Margarita Salas (Canero, Asturias, 1938), doctora en Química y discípula de Severo Ochoa, especialista destacada en las mismas disciplinas que su maestro. Mariano Barbacit (1949), también doctor en Química, se dedica a la Bioquímica práctica, consiguiendo aislar un oncogén capaz de causar cáncer. Avelino Corma (1951), igualmente doctor en Química, se ocupa en el diseño molecular de catalizadores y en procesos sostenibles en los campos del refino de hidrocarburos y derivados de la biomasa, por lo que recibió el premio Príncipe de Asturias en 2014. Juan Luis Arsuaga (1954), doctor en Biología y especialista en Paleontología y Antropología, es el responsable de las excavaciones en el yacimiento fosilífero de Atapuerca, aparte de director científico del museo de la Evolución Humana de Burgos. Rafael Yuste (1963), médico y neurobiólogo, centra sus pesquisas en la cartografía del cerebro humano, persiguiendo caracterizar métodos ópticos y eléctricos que permitan manipular la actividad de las neuronas cerebrales.
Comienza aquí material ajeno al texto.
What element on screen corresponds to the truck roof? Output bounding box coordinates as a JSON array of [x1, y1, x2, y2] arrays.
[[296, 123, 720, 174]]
A pesar de la leyenda negra difundida, España ocupa hoy el 10.º lugar mundial en el ranking de productividad científica -aunque no hay que olvidar nunca que la calidad es mejor que la cantidad-, constituyendo la innovación la asignatura pendiente. Esta posición resulta bastante acorde con su producto interior bruto, dado que se trata de la 12.ª economía del mundo; empero queda relegada al puesto 19 atendiendo al porcentaje del PIB que se destina a I+D, por debajo de la media en la Unión Europea.

Como colofón, afirmar con orgullo nuestra aportación a la generación de conocimiento científico no ha sido, ni lo es, nada desdeñable, situándose en este momento en una posición acorde con su potencialidad social y económica. No obstante, potenciar y acrecentar esa participación debería ser una meta prioritaria que guiara a nuestros gobernantes, ya que ¡sin lugar a duda, invertir en investigación resulta rentable!